Societal Impact Statement Soil health and sustainable land management are critical to addressing global challenges such as food security, climate resilience, and biodiversity loss. Arbuscular mycorrhizal (AM) fungi form underground networks that enhance plant nutrient uptake and improve soil structure, yet their functional diversity remains poorly understood, limiting their application in agriculture and ecosystem restoration. By proposing potential fungal transport strategies, we provide a framework for predicting AM fungal contributions across different environments. This knowledge can inform agricultural practices, conservation strategies, and land-use policies, ultimately supporting efforts to harness beneficial microbes for resilient and sustainable ecosystems. Summary Arbuscular mycorrhizal (AM) fungi construct extensive mycelial networks in soil, serving as critical mediators of plant–soil interactions and nutrient exchange.

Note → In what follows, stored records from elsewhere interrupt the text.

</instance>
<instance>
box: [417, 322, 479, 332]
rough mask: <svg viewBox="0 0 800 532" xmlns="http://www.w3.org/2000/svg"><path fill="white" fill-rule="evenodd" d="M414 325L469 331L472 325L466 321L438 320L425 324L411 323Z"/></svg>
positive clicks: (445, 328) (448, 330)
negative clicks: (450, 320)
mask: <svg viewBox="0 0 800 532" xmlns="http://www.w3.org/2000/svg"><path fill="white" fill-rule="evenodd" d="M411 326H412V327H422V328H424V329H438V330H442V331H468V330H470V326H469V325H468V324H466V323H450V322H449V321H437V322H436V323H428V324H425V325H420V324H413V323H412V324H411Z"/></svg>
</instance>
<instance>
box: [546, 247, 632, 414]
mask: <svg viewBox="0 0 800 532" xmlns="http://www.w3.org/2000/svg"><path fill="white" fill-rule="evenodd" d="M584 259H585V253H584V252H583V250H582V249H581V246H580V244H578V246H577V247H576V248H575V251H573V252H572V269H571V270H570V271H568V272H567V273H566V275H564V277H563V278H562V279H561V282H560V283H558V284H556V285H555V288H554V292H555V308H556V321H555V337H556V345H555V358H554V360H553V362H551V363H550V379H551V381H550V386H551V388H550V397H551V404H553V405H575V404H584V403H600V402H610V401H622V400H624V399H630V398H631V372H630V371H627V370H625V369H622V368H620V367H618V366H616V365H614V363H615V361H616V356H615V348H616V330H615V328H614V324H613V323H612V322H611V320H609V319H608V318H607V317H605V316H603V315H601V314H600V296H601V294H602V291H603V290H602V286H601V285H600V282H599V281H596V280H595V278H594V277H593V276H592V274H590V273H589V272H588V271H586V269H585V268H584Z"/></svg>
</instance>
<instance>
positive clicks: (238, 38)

However, the ability to harness AM fungal diversity for ecosystem management remains constrained by gaps in functional understanding. Trait-based frameworks offer a promising approach to overcoming these limitations, yet their development has been hindered by methodological challenges and the complexity of AM fungal symbioses. Here, we propose that mycelial network connectivity, a structural trait reflecting the organization of fungal hyphae for nutrient transport, provides a mechanistic basis for distinguishing AM fungal functional groups. Drawing on network theory, we identify two key trade-offs that shape AM fungal transport strategies: (1) a trade-off between transport efficiency and resilience to structural disruption and (2) a positive correlation between network heterogeneity and soil heterogeneity. Based on these relationships, we classify AM fungi into potential functional groups and argue that these connectivity-based classifications provide a predictive framework for understanding AM fungal ecological strategies across environmental gradients, with implications for sustainable land management. Future research should integrate experimental measurements of fungal carbon allocation, network plasticity, and species-specific responses to environmental change to refine this framework further. By linking mycelial architecture to functional diversity, this approach enhances our ability to predict AM fungal contributions to ecosystem processes and optimize their use in applied contexts.